315.000 Fans auf YouTube
Die Bundeswehr-Kampagnen richten sich vor allem auf die 17- bis 35-Jährigen: YouTube-Serien wie „Die Rekruten“ über junge Menschen in der Grundausbildung oder die 2017 gestartete Nachfolgeserie über den Auslandseinsatz in Mali sollen das Image einer stocksteifen Truppe aufbessern. Offenbar mit Erfolg: Mehr als 315.000 Personen haben den Bundeswehr-Kanal abonniert. Diesen Freitag startet eine neue Serie – den Andeutungen nach über einen Einsatz im Schnee. Neben den Serien bietet die Bundeswehr auch Abenteuercamps für Jugendliche auf Mittelmeerinseln und im Hochgebirge an. Die Messsage: Soldat sein macht Spaß.
Auch Hauptmann Kling räumt vor der Heidelberger Klasse die Personalsorgen seines Arbeitgebers ein. „Für die Bundeswehr ist es schwieriger geworden, nach dem Aussetzen der Wehrpflicht Nachwuchs zu gewinnen, da sich früher die meisten Zeit- und Berufssoldaten aus den Wehrpflichtigen rekrutierten.“
Die Bundeswehr will nicht nur auf den Smartphones der SchülerInnen, sondern auch im Klassenzimmer präsent sein.
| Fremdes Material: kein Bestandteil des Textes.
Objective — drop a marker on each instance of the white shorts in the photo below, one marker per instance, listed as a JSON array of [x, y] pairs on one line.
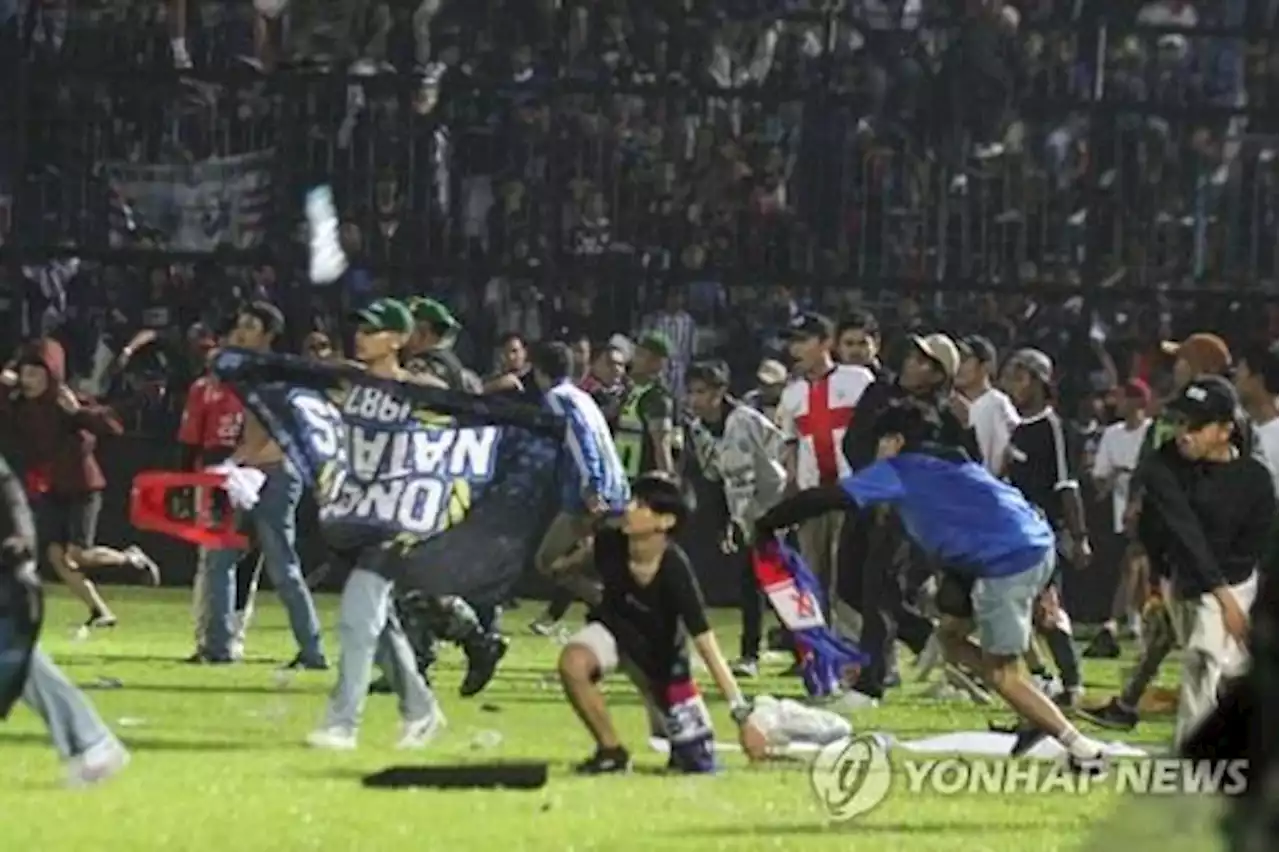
[[599, 641]]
Sie bietet Schulen und Hochschulen an, Offiziere zur „Karriereberatung“ vorbeizuschicken. Die Nachfrage hierfür sei hoch, so eine Sprecherin des Verteidigungsministeriums. 2016 und 2017 haben Karriereberater jeweils rund 6.200 Vorträge an Schulen und Hochschulen gehalten.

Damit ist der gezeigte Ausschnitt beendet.